The Role of Trademark Law in the History of US Visual Identity Design, c.1860–1960

By Oxford University Press on behalf of The Design History Society

Introduction

Design historians still await a truly authoritative account of the development of visual identity design (aka graphic identity design or corporate identity design1) in the United States. Historians of visual identity design still disagree on basic matters of fact, such as when visual identity design was first practised in the USA, and which US designers and companies were the first to engage in it. There is, as yet, no widely accepted explanation as to why so few US businesses commissioned visual identity designs prior to World War II, nor why a small but significant number of US businesses simultaneously decided to do so in the mid-1930s (as opposed to at some earlier or later historical moment). Moreover, many historians have relied on highly dubious assertions about the character of US designers and businesses in order to explain the post-war surge of interest in visual identity design.

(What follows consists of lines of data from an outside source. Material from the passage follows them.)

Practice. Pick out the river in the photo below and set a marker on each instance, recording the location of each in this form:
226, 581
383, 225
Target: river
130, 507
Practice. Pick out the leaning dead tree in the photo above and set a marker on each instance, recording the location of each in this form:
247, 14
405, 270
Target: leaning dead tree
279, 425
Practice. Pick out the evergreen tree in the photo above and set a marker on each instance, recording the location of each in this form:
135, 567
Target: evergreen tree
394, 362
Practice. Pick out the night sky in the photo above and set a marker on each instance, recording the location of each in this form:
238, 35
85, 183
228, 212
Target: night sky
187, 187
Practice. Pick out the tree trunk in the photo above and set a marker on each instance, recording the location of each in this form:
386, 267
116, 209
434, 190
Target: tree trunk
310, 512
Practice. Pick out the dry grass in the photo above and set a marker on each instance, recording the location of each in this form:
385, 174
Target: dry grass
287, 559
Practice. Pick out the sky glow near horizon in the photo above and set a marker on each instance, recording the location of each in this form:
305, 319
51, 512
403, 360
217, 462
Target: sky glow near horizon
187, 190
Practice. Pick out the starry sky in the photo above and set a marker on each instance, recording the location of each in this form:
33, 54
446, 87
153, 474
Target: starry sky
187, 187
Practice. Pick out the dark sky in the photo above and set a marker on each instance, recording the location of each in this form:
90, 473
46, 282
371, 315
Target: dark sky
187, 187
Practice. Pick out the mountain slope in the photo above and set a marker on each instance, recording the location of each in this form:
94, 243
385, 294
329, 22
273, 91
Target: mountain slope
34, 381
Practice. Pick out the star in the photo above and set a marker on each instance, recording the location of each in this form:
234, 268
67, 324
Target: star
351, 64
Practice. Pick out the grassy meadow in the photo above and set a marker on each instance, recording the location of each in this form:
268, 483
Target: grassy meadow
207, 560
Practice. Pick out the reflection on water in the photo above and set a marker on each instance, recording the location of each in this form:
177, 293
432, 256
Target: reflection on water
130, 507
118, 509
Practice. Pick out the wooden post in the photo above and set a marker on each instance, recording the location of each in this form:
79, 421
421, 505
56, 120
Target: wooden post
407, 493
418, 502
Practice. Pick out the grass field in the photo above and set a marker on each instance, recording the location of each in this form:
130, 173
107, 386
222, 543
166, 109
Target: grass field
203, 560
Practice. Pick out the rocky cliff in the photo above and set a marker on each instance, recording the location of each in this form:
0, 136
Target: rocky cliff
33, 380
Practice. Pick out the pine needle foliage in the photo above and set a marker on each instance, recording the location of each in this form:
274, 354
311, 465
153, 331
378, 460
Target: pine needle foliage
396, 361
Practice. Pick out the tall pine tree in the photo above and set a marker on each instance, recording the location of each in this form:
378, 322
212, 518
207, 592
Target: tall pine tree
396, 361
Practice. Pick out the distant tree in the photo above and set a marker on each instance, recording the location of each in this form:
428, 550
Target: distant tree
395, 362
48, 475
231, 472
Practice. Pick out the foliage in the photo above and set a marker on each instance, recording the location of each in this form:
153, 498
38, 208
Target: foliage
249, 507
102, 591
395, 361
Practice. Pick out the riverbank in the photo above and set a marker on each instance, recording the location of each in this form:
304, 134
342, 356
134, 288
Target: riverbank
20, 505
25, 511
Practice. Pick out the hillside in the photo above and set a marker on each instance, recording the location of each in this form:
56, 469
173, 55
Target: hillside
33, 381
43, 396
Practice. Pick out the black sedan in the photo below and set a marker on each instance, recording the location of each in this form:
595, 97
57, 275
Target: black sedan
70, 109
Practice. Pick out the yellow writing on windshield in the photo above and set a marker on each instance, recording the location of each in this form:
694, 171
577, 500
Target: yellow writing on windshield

In this essay, I argue that US trademark law has played an under-recognized but formative role in the early history of US visual identity design. For example, design historians have seldom offered explanations for why US businesspeople did not commission visual identity designs in the 1900s, 1910s and 1920s; the few who have done, have suggested that US businesspeople’s ignorance, or their ‘conservative tastes’, were the reason for their lack of interest in them. In contrast, I argue that US trademark law during those decades strongly favoured ‘conservative’ styles and furthermore made visual identity design a risky and in some cases actively undesirable investment. Second, earlier design historians have offered changing tastes or an increasing acceptance of modernism as reasons why a small but significant minority of US businesses simultaneously commissioned the country’s first visual identity designs in the mid-1930s. I propose instead that changes in US common law pertaining to trademark licensing and franchising, coupled with anti-chain legislation, made visual identity design feasible and desirable for the first time, and indeed downright necessary for certain kinds of franchises. Third, earlier design historians have credited the efforts of individual designers with strong personal visions, the changing size and character of US corporations and, once again, changing tastes as explanations for why nearly every large regional, national and multinational US company invested in visual identity design following World War II. In contrast, I argue that the strong statutory trademark protection afforded by the Lanham Act of 1946 sparked the strong and sustained surge of interest of businesses in visual identity design. And ultimately, I suggest that attending to the laws that condition the actions of all businesses and designers can at times yield more satisfying historical explanations than traditional archival research on individual businesses or designers.

How US common law shaped nineteenth-century trademark design

Today, legal scholars routinely lump trademark law together with copyright, patent, and design patent law as a form of so-called intellectual property law.2 But trademarks are far more ancient than patents and copyrights, and spring from entirely different motives. Patents and copyrights are intended to provide incentives to innovation by granting inventors and creators a limited-term, exclusive right to produce their novel inventions or original creative works. Trademarks provide no incentives to create new goods, nor exclusive rights to produce goods. Because their original purpose was simply to identify the source of goods, they can endure under both common and statutory law for as long as a producer remains in operation.

Producers, consumers, and governing bodies all have reasons to be interested in trademarks. Producers have, for millennia, voluntarily moulded, stamped, incised and painted their names or makers’ marks on their products in order to solicit repeat custom and to deter copyists. Consumers use trademarks to identify goods by makers whose products they have liked in the past. Civil and religious authorities have often mandated printers’ marks, just as guilds often required trademarks and hallmarks, in order to regulate the number of authorized producers and to punish those whose output they deemed sacrilegious, unethical or incompetent.

The authors of the Constitution did not explicitly authorize Congress to write federal trademark legislation, presumably because there were no precedents and no recognized need for it. Until 1870, the US states individually adjudicated trademark and unfair competition disputes under common law. Under state common law, the person or business who could demonstrate the earliest continuous use of a trademark in a given field of commerce in a given state received exclusive rights to the mark in that state. But since the purpose of trademarks is to identify the source of goods, another bedrock principle of nineteenth-century US common law was that people could not be precluded from doing business under their own names. And indeed, the vast majority of early and mid-nineteenth-century American businesses used their founders’ names as, or as part of, their trademarks (e.g., Procter & Gamble; F.W. Woolworth’s; Montgomery Ward, J.C. Penney, Levi-Strauss, Smith Brothers).